Journal of Integrative Bioinformatics (Jun 2006)
Identification of embryo specific human isoforms using a database of predicted alternative splice forms
Abstract
Alternative splicing is one of the most important mechanisms to generate a large number of mRNA and protein isoforms from a small number of genes. Its study became one of the hot topics in computational genome analysis. The repository EASED (Extended Alternatively Spliced EST Database, http://eased.bioinf.mdc-berlin.de/) stores a large collection of splice variants predicted from comparing the human genome against EST databases. It enables finding new unpublished splice forms that could be interesting candidate genes for stage specific, diseases specific or tissue specific splicing. The main idea behind selecting specific splice forms is to compare the number and the origin of ESTs confirming one isoform with the number and the origin of ESTs confirming the opposite isoform. A measure asDcs is introduced to take into account the unequal distribution of ESTs per splice site on one hand, and the possible uncertainties due to the relatively low quality of EST data on the other hand.
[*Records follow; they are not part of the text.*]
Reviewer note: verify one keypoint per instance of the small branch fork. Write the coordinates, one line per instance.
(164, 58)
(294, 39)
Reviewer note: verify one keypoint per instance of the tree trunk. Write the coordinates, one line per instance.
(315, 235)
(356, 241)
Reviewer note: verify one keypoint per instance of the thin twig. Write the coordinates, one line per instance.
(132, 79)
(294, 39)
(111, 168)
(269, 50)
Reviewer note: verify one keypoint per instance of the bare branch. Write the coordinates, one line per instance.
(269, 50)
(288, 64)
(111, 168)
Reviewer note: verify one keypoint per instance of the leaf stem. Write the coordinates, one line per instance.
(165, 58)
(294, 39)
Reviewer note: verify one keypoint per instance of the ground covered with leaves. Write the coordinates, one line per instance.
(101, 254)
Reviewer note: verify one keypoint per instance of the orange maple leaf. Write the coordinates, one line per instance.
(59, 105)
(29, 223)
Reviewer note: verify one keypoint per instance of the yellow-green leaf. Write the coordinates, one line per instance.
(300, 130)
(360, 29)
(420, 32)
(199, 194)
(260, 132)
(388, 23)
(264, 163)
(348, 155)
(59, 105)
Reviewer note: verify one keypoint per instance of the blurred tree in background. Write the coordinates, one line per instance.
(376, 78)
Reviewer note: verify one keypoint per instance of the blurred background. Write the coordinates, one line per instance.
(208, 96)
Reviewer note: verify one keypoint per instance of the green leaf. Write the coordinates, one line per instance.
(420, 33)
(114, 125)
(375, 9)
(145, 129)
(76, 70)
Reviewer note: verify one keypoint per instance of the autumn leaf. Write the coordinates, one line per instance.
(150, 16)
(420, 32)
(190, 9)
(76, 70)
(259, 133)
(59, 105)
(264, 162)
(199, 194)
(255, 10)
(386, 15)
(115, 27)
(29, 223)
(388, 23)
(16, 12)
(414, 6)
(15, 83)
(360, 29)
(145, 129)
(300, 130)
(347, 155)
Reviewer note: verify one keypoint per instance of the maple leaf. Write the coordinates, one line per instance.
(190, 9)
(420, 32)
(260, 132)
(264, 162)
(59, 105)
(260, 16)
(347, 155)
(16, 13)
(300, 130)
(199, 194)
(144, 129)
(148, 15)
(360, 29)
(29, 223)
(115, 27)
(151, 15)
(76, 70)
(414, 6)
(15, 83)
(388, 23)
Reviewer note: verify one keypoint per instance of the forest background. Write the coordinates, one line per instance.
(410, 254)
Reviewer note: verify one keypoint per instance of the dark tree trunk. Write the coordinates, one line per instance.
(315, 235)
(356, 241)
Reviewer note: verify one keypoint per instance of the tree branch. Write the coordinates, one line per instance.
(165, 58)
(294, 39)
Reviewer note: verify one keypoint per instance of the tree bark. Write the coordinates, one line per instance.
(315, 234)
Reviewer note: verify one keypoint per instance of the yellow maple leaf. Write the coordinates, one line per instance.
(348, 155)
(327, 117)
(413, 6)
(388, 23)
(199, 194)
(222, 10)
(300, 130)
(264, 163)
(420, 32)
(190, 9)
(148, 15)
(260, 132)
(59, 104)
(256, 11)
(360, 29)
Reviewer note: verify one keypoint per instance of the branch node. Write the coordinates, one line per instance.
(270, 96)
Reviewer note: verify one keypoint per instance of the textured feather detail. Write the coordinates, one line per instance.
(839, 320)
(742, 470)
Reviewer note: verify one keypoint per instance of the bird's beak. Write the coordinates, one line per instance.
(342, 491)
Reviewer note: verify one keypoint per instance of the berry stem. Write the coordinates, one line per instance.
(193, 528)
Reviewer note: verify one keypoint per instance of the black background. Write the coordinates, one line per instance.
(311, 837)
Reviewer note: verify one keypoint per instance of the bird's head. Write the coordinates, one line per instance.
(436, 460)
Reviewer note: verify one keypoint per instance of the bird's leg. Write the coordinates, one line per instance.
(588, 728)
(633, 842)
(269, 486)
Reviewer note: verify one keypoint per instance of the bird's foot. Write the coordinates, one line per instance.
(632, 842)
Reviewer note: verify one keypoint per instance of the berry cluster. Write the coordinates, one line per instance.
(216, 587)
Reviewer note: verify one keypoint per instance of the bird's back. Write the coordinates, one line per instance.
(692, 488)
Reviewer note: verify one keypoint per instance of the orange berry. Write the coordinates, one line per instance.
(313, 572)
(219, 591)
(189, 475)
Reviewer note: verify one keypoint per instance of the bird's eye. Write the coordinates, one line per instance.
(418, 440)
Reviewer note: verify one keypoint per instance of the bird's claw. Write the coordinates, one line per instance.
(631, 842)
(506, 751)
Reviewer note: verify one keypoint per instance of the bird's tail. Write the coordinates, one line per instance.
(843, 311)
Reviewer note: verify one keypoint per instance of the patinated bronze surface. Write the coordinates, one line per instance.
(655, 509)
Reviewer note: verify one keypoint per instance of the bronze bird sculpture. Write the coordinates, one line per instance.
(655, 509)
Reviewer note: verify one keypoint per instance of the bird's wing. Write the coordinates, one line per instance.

First, the number of ESTs per splice site is scaled with a modified Hill function. The measure asDcs computes in the second step the distance of each pair of ESTs from equipartition. Equipartition exists if for every number of adult ESTs the same number of embryonic ESTs. The effect of several input parameters for the scaling of true EST values is analysed and can be reproduced on http://cardigan.zbh.uni-hamburg.de/asDcs. Some of the obtained best scoring hits for selected parameters (transcription factor P65, drebrin, and fetuin) have been already described in literature as been involved in embryonic development. This result shows the plausibility of this approach and looks promising for the identification of unplublished embryo specific alternative splice sites in human.